Keyboard shortcuts

Press or to navigate between chapters

Press S or / to search in the book

Press ? to show this help

Press Esc to hide this help

Chapter 9: Tool Registry

You have six tools. You have a query engine. This chapter wires them together.

Over the past three chapters you built the individual tools that let your agent interact with the world – file reading and writing (Chapter 6), command execution (Chapter 7), and pattern search (Chapter 8). Each tool implements the Tool trait, has a JSON schema, and returns structured results. But they exist in isolation. The agent has no way to discover them, expose their schemas to the LLM, or dispatch calls by name.

The tool registry is the bridge. It holds every available tool in a single ToolSet, exposes their schemas to the LLM so it knows what it can call, and dispatches incoming tool calls to the correct implementation by name. By the end of this chapter, you will have a fully functional coding agent that can read, write, edit, search, and execute commands – the complete tool loop from Chapter 4, now with real tools instead of test doubles.
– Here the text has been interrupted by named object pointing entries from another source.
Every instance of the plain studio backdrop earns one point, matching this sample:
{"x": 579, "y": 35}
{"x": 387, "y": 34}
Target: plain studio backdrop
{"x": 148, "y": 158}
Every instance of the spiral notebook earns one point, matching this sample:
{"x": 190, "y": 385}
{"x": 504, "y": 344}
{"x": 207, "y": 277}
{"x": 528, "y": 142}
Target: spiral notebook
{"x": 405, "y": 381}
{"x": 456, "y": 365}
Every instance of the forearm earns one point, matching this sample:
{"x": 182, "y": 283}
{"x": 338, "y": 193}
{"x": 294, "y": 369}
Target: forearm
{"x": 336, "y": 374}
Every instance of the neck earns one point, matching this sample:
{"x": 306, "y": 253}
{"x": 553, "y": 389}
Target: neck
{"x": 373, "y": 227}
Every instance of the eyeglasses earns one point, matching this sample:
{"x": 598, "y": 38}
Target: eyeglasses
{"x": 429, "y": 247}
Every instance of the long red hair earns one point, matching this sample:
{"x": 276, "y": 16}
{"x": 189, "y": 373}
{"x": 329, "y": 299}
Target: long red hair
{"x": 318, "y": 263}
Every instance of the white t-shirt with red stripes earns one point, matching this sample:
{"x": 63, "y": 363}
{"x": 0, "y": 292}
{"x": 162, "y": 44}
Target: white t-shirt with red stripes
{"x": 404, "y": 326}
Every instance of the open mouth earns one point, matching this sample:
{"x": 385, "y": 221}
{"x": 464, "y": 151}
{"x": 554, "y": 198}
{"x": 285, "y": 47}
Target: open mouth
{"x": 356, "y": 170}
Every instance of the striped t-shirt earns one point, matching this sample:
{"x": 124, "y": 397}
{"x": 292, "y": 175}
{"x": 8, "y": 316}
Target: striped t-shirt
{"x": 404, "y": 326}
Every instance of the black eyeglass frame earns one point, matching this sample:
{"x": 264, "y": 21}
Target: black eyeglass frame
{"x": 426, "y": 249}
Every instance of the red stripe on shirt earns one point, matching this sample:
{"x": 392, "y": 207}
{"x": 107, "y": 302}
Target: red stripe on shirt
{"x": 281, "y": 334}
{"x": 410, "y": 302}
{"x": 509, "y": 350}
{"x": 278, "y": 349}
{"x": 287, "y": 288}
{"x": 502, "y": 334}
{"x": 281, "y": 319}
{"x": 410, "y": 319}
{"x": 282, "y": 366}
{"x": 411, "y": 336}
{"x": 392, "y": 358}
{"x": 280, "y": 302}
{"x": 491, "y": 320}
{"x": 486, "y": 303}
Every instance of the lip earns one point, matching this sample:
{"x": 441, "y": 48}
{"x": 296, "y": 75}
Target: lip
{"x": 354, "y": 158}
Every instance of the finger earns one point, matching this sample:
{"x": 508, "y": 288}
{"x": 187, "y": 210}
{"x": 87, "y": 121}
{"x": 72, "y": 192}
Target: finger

cargo test -p claw-code test_ch9

The module layout

All tool implementations live under src/tools/, one file per tool:

src/tools/
  mod.rs       -- re-exports everything
  bash.rs      -- BashTool
  edit.rs      -- EditTool
  glob.rs      -- GlobTool
  grep.rs      -- GrepTool
  read.rs      -- ReadTool
  write.rs     -- WriteTool

The mod.rs is a flat barrel file:

#![allow(unused)]
fn main() {
mod bash;
mod edit;
mod glob;
mod grep;
mod read;
mod write;

pub use bash::BashTool;
pub use edit::EditTool;
pub use glob::GlobTool;
pub use grep::GrepTool;
pub use read::ReadTool;
pub use write::WriteTool;

// Re-export from types
pub use crate::types::{Tool, ToolDefinition, ToolResult, ToolSet, ValidationResult};
}

Every tool is a separate file with a single public struct. The mod.rs re-exports the structs and, for convenience, re-exports the core tool types from crate::types. This means downstream code can write use crate::tools::* and get both the concrete tools and the trait/type machinery in one import.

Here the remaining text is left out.